◆貢品的背影之後,有兩行血腥的淚點......
「基多尼亞」修持室環燈在高,梅半法全不在意四周,眼眸浸於一片憂鬱。躬影回光,未來如夢如影,他似在細想心事。歐格尼斯鬥士被一長條混沌鐵鏈鎖住,死氣常伴左右,永遠不會消亡—他自己便是鏈上的一個!
環睛映電,七眼心陀瞧得清楚。這可憐小子隻知自身處境可怕,他卻不明白人間的鐵律,上蒼的正義。錚錚劍聲之上,還有道昌明的曙光—玄德。雲繚霧繞,盤坐的人影飄飄飛出《大藏經》。

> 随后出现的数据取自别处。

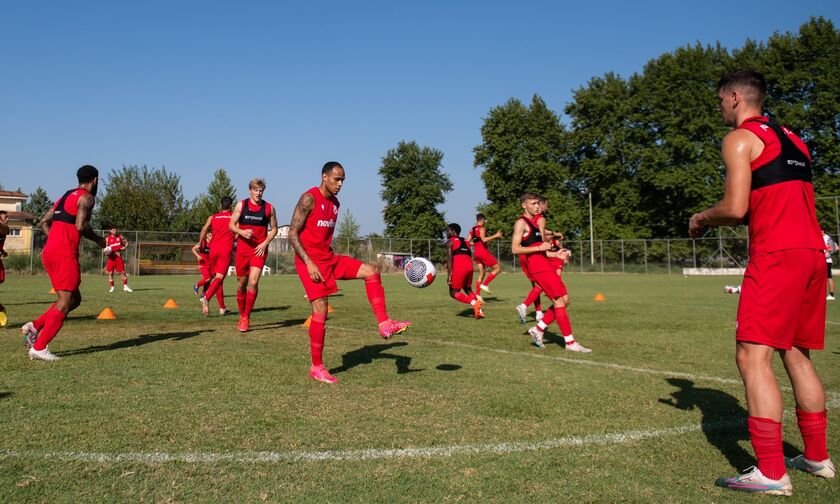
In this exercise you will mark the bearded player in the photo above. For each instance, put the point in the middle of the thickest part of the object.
(483, 258)
(64, 224)
(220, 252)
(318, 267)
(459, 271)
(114, 245)
(528, 241)
(782, 304)
(254, 221)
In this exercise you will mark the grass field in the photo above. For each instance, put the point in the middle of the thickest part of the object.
(169, 406)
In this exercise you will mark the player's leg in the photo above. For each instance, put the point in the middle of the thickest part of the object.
(346, 268)
(251, 291)
(317, 333)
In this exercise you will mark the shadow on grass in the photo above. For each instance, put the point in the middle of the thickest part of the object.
(270, 308)
(724, 420)
(143, 339)
(367, 354)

梅半法定睛一看,七眼心陀滿臉端肅,佛音鏘然:“這你就接受不了?很多人明知會死還是要堅持,你敢想象嗎?”心陀背脊稍傴,向他演示忉力共振。梅半法忽聞腳步鏗鏗,叫一聲變,虛空迸出5個淡影。
或分身刺拳,或疾手砸肘,或半空掃踢,或眼快正蹬......他演示了六般三十式,各有姿態,動作自如韻律灑脫。忽然七眼心陀真身一縱,口裡念咒:“蕩,蕩,蕩!”原來是個諧振法,5道紫光稍放即收,閃現合一......
明如素的射線穿透了衣服,腰背癢得難受。而且熱感格外地強,連鞋底都在發燙。梅半法萬料不到,竟有這等精妙忉術。他怔怔站著,卻不知其理。七眼心陀收了法,趺坐瑞靄祥雲。

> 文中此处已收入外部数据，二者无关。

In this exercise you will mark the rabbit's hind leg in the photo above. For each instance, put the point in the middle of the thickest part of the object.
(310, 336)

似知他心中所想,乾枯臉上露出高深的笑意。蒼老的聲音緩緩解釋—虹霓神舞,合擊越是接近固有共振頻率,能量越大。七眼心陀出言相誘:“你想變強嗎”“你想被人尊崇嗎”......
梅半法雖然說不在乎,心臟還是跳了下。七眼心陀轉成五色螺旋線注入書中:“跟我來!”梅半法一絲念力觸到了漩渦,似有感應,《大藏經》猛地將他吸了進去,再次進入「輪回惡道」。
眼前之景和上次大不一樣,似如超生地府。背景仍是黑沉沉的,「毯子章魚」方形城堡從淺藍變成暗紅。耀芒星點急閃,隱有天陣開闔。6轉輪藏異動聲鳴,象連著恐怖的血膩幽司。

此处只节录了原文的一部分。